The Pet Shop Boys have claimed that gay equality is no longer a party political issue in the UK.
Speaking to the Guardian ahead of their tribute to gay codebreaker Alan Turing at the Proms, Neil Tennant and Chris Lowe hailed a shift in British politics.
Alan Turing was a mathematical genius and codebreaker, often credited as the grandfather of the modern computer, and lauded
as instrumental to cracking German codes in the second world war.
He was prosecuted for gross indecency in 1952, after having a relationship with another man, and facing chemical castration, killed himself two years later.
Tennant revealed in the interview today that he had quietly suggested to one of Prime Minister David Cameron’s advisors the idea of pardoning Turing.
He said: “It was a bit cheeky, but it suddenly occurred to me… as David Cameron is so with the gay agenda, I wondered if [the rumour of the royal pardon] was really true.
“I didn’t think it was going to happen, but what was interesting was the bloke I sent it to responded immediately. And so I thought, ‘oh, they obviously do know about this’.”
Tennant continued: “It isn’t really a party political issue any more. I think what really happened is we’ve moved, not totally, but as a society, away from toleration to acceptance, and a reasonably happy acceptance actually.
“All parties are supporting that now.”
“You’d have to ask David Cameron about his motives, because I know what certain people say about it.
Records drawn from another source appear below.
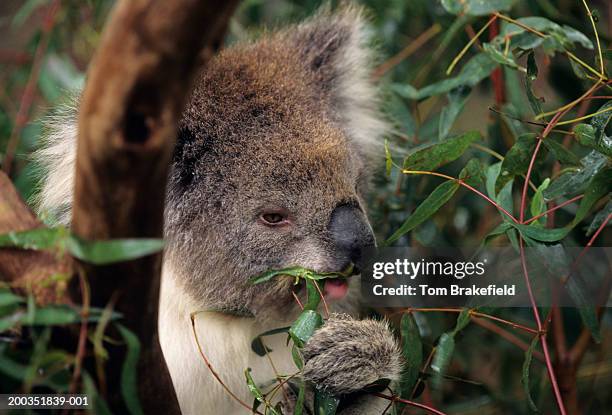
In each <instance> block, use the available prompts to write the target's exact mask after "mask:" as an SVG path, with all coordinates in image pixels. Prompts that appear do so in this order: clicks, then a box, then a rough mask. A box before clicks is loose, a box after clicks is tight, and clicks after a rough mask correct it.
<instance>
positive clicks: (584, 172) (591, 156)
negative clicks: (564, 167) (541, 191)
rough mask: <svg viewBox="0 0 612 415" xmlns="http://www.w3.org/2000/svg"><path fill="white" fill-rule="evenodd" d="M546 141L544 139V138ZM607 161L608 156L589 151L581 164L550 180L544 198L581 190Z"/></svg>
mask: <svg viewBox="0 0 612 415" xmlns="http://www.w3.org/2000/svg"><path fill="white" fill-rule="evenodd" d="M545 141H546V140H545ZM607 163H608V158H607V157H606V156H604V155H603V154H601V153H599V152H597V151H591V152H590V153H589V154H587V155H586V156H584V157H583V158H582V159H581V160H580V164H581V166H580V167H579V168H578V169H575V170H574V171H571V172H566V173H563V174H562V175H561V176H559V177H557V178H556V179H555V180H553V181H552V183H551V184H550V186H548V188H547V189H546V190H545V191H544V193H543V194H544V198H545V199H546V200H552V199H556V198H558V197H561V196H565V197H570V196H573V195H577V194H580V193H581V192H583V191H584V190H585V189H586V188H587V186H588V185H589V182H590V181H591V179H592V178H593V176H595V175H596V174H597V173H598V172H599V171H600V170H601V169H603V168H604V167H605V166H606V164H607Z"/></svg>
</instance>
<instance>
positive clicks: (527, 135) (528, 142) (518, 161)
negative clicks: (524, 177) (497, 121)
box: [495, 133, 536, 193]
mask: <svg viewBox="0 0 612 415" xmlns="http://www.w3.org/2000/svg"><path fill="white" fill-rule="evenodd" d="M535 146H536V135H535V134H532V133H527V134H522V135H520V136H519V137H518V138H517V139H516V142H515V143H514V145H513V146H512V147H511V148H510V150H508V152H507V153H506V155H505V157H504V161H503V162H502V165H501V170H500V174H499V176H498V177H497V181H496V183H495V192H496V193H499V191H500V190H501V189H502V187H504V185H505V184H506V183H508V182H509V181H510V180H512V179H514V177H515V176H517V175H520V174H523V173H524V172H525V171H526V170H527V167H528V166H529V162H530V160H531V155H532V154H533V150H534V148H535Z"/></svg>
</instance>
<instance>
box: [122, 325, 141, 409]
mask: <svg viewBox="0 0 612 415" xmlns="http://www.w3.org/2000/svg"><path fill="white" fill-rule="evenodd" d="M116 327H117V330H118V331H119V333H120V334H121V337H123V341H124V342H125V345H126V347H127V352H126V354H125V360H124V361H123V366H122V367H121V395H122V396H123V400H124V402H125V406H126V407H127V409H128V411H129V412H130V414H132V415H140V414H142V413H143V411H142V407H141V405H140V400H139V399H138V359H139V356H140V340H138V337H137V336H136V335H135V334H134V333H133V332H132V331H130V330H129V329H128V328H127V327H125V326H123V325H121V324H116Z"/></svg>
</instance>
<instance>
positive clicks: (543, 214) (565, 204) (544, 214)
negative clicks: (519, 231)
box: [525, 195, 584, 225]
mask: <svg viewBox="0 0 612 415" xmlns="http://www.w3.org/2000/svg"><path fill="white" fill-rule="evenodd" d="M583 197H584V195H580V196H576V197H573V198H571V199H569V200H566V201H565V202H563V203H560V204H558V205H556V206H555V207H553V208H551V209H548V210H547V211H546V212H543V213H540V214H539V215H537V216H534V217H533V218H530V219H527V220H526V221H525V225H528V224H530V223H531V222H533V221H534V220H538V219H540V218H541V217H542V216H546V215H548V214H549V213H552V212H554V211H555V210H557V209H561V208H562V207H563V206H567V205H569V204H570V203H574V202H575V201H576V200H580V199H582V198H583Z"/></svg>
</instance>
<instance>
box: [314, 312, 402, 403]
mask: <svg viewBox="0 0 612 415" xmlns="http://www.w3.org/2000/svg"><path fill="white" fill-rule="evenodd" d="M302 356H303V358H304V362H305V365H304V371H303V375H304V378H305V379H306V380H309V381H311V382H313V383H314V384H315V385H317V386H319V387H323V388H325V389H326V390H327V391H329V392H331V393H333V394H334V395H341V394H347V393H352V392H356V391H358V390H360V389H363V388H364V387H365V386H367V385H369V384H371V383H374V382H375V381H377V380H378V379H383V378H384V379H390V380H397V378H398V377H399V374H400V372H401V365H402V364H401V355H400V350H399V347H398V345H397V343H396V341H395V339H394V337H393V334H392V333H391V331H390V330H389V327H388V325H387V324H386V323H384V322H381V321H376V320H354V319H353V318H352V317H350V316H348V315H346V314H333V315H332V316H330V318H329V319H328V320H327V322H326V323H325V325H324V326H323V327H322V328H320V329H319V330H317V331H316V332H315V334H314V335H313V336H312V337H311V338H310V340H309V341H308V343H306V345H305V346H304V349H303V350H302Z"/></svg>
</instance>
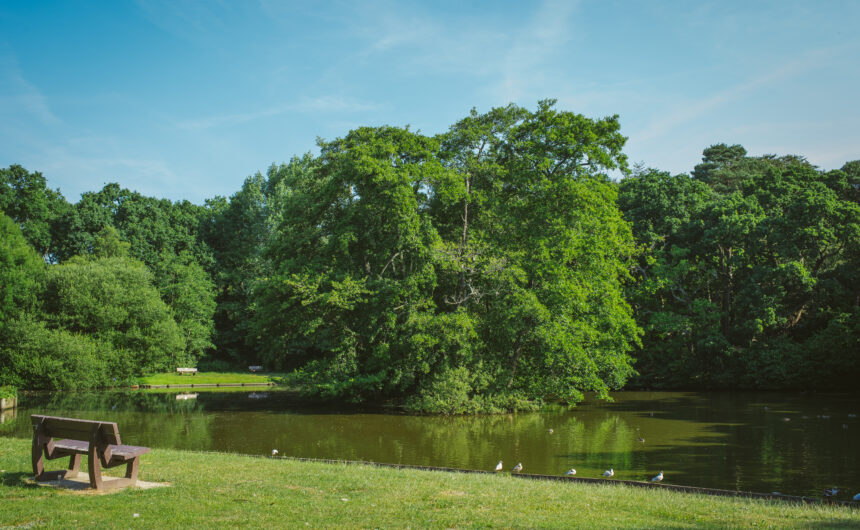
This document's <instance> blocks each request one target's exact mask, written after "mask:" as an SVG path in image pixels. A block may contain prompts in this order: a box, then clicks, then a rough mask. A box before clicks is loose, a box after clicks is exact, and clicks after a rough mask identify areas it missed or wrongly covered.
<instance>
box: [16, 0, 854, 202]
mask: <svg viewBox="0 0 860 530" xmlns="http://www.w3.org/2000/svg"><path fill="white" fill-rule="evenodd" d="M858 28H860V2H858V1H853V0H852V1H844V2H839V1H823V2H812V1H808V2H793V1H790V0H780V1H775V2H767V1H749V0H746V1H742V2H734V1H719V2H690V1H678V2H672V1H658V0H649V1H645V0H642V1H633V0H629V1H617V2H616V1H581V2H557V1H547V2H498V1H497V2H423V3H411V2H378V1H375V0H366V1H361V2H332V3H326V4H325V5H323V4H320V5H315V3H314V2H301V3H300V2H276V1H270V0H261V1H254V0H244V1H235V2H228V1H223V2H219V1H214V0H213V1H207V2H186V1H181V0H168V1H160V0H157V1H150V0H141V1H137V2H121V1H119V0H117V1H102V2H89V3H87V2H71V1H69V2H50V1H38V2H36V1H32V2H31V1H12V0H0V166H3V167H5V166H8V165H9V164H13V163H20V164H22V165H24V166H25V167H26V168H28V169H30V170H31V171H36V170H37V171H41V172H42V173H43V174H44V175H45V177H46V178H47V179H48V183H49V185H50V186H51V187H53V188H57V187H59V188H60V190H61V191H62V192H63V194H64V195H65V196H66V198H67V199H69V200H71V201H77V200H78V198H79V196H80V193H81V192H84V191H89V190H98V189H100V188H101V187H102V186H103V185H104V184H105V183H107V182H119V183H120V184H121V185H122V186H124V187H127V188H131V189H135V190H137V191H140V192H141V193H144V194H146V195H153V196H157V197H167V198H170V199H173V200H179V199H188V200H191V201H193V202H197V203H200V202H202V201H203V200H204V199H205V198H208V197H212V196H214V195H224V196H230V195H232V194H233V193H234V192H236V191H237V190H238V189H239V187H240V186H241V184H242V181H243V180H244V179H245V178H246V177H247V176H248V175H251V174H253V173H255V172H257V171H265V169H266V168H267V167H268V166H269V165H270V164H271V163H273V162H275V163H280V162H285V161H287V160H289V159H290V158H291V157H292V156H293V155H297V154H302V153H305V152H308V151H311V152H316V147H315V141H316V138H317V137H322V138H326V139H333V138H336V137H339V136H343V135H344V134H346V132H347V131H349V130H350V129H351V128H354V127H358V126H362V125H382V124H389V125H398V126H403V125H407V124H408V125H410V126H411V127H412V128H413V129H418V130H420V131H422V132H424V133H426V134H435V133H439V132H443V131H445V130H447V128H448V127H449V126H450V125H451V124H453V123H454V122H456V121H457V120H459V119H460V118H462V117H464V116H466V115H467V113H468V112H469V110H470V109H471V108H472V107H476V108H477V109H478V111H486V110H489V109H490V108H491V107H494V106H500V105H505V104H507V103H509V102H515V103H517V104H519V105H523V106H526V107H529V108H534V107H535V104H536V102H537V101H538V100H539V99H544V98H557V99H558V100H559V104H558V106H559V108H562V109H565V110H571V111H574V112H578V113H581V114H584V115H586V116H591V117H602V116H606V115H611V114H619V115H620V116H621V125H622V132H623V134H624V135H625V136H627V137H628V138H629V140H628V142H627V147H626V149H625V151H626V152H627V154H628V156H629V157H630V160H631V161H633V162H644V163H645V164H646V165H648V166H651V167H657V168H660V169H664V170H668V171H671V172H673V173H678V172H688V171H690V170H691V169H692V167H693V166H694V165H695V164H696V163H697V162H698V161H699V159H700V157H701V152H702V149H704V148H705V147H707V146H708V145H711V144H714V143H718V142H726V143H740V144H743V145H744V146H745V147H746V148H747V150H748V151H749V152H750V153H751V154H756V155H758V154H765V153H777V154H788V153H792V154H800V155H804V156H806V157H807V158H808V159H809V160H810V161H811V162H812V163H814V164H816V165H819V166H821V167H823V168H825V169H832V168H838V167H841V166H842V164H843V163H844V162H846V161H848V160H855V159H860V33H858V31H857V30H858Z"/></svg>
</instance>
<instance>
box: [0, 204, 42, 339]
mask: <svg viewBox="0 0 860 530" xmlns="http://www.w3.org/2000/svg"><path fill="white" fill-rule="evenodd" d="M44 274H45V263H44V261H42V260H41V259H40V258H39V256H38V255H37V254H36V252H35V251H34V250H33V247H31V246H30V245H29V244H28V243H27V241H26V240H25V239H24V236H23V234H22V233H21V230H20V229H19V228H18V226H17V225H16V223H15V222H14V221H13V220H12V219H10V218H9V217H8V216H7V215H5V214H4V213H3V212H2V211H0V328H2V327H3V325H4V323H6V322H9V321H10V320H12V319H14V318H17V317H18V316H20V315H21V314H22V313H25V312H29V311H33V310H34V309H36V307H37V301H38V299H39V293H40V291H41V289H42V282H43V281H44Z"/></svg>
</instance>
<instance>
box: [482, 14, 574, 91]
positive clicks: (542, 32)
mask: <svg viewBox="0 0 860 530" xmlns="http://www.w3.org/2000/svg"><path fill="white" fill-rule="evenodd" d="M576 8H577V2H570V1H560V0H548V1H545V2H544V3H543V4H541V6H540V8H539V9H538V10H537V12H536V13H535V14H534V16H533V17H532V18H531V20H529V21H528V22H527V23H526V24H525V25H524V26H523V27H522V28H519V29H518V31H517V32H516V33H515V34H514V36H513V41H512V45H511V46H510V47H509V48H508V50H507V53H505V54H504V56H503V57H504V58H503V59H502V63H501V65H500V70H501V75H502V78H501V81H500V83H499V85H498V87H497V89H496V91H497V94H498V97H500V98H501V100H503V101H517V100H520V99H521V98H523V97H525V96H529V97H532V96H534V95H535V92H536V91H541V90H546V89H545V88H541V87H545V86H547V81H549V79H548V78H549V77H550V76H549V75H548V73H549V72H552V73H554V74H557V73H558V71H559V66H560V63H559V61H558V55H559V50H562V49H565V50H566V49H569V48H568V46H567V44H568V42H569V41H570V39H571V36H572V34H573V26H572V21H571V19H572V15H573V13H574V12H575V10H576ZM567 59H572V58H571V57H567ZM553 65H554V66H553ZM539 97H543V96H539Z"/></svg>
Nonetheless he’s run with this issue.”
The pair, who previously labelled it “disappointing” that Stonewall hadn’t pushed for more pardons following Turing’s, also revealed that they have rewritten the ending of their Prom piece to reference that.
They said: “We had to [rewrite the ending to] point out that the convictions of tens of thousands of other men remain, and that hasn’t really been discussed.”
The pair will debut their Turing tribute, entitled ‘A Man From The Future’ at the proms on Wednesday.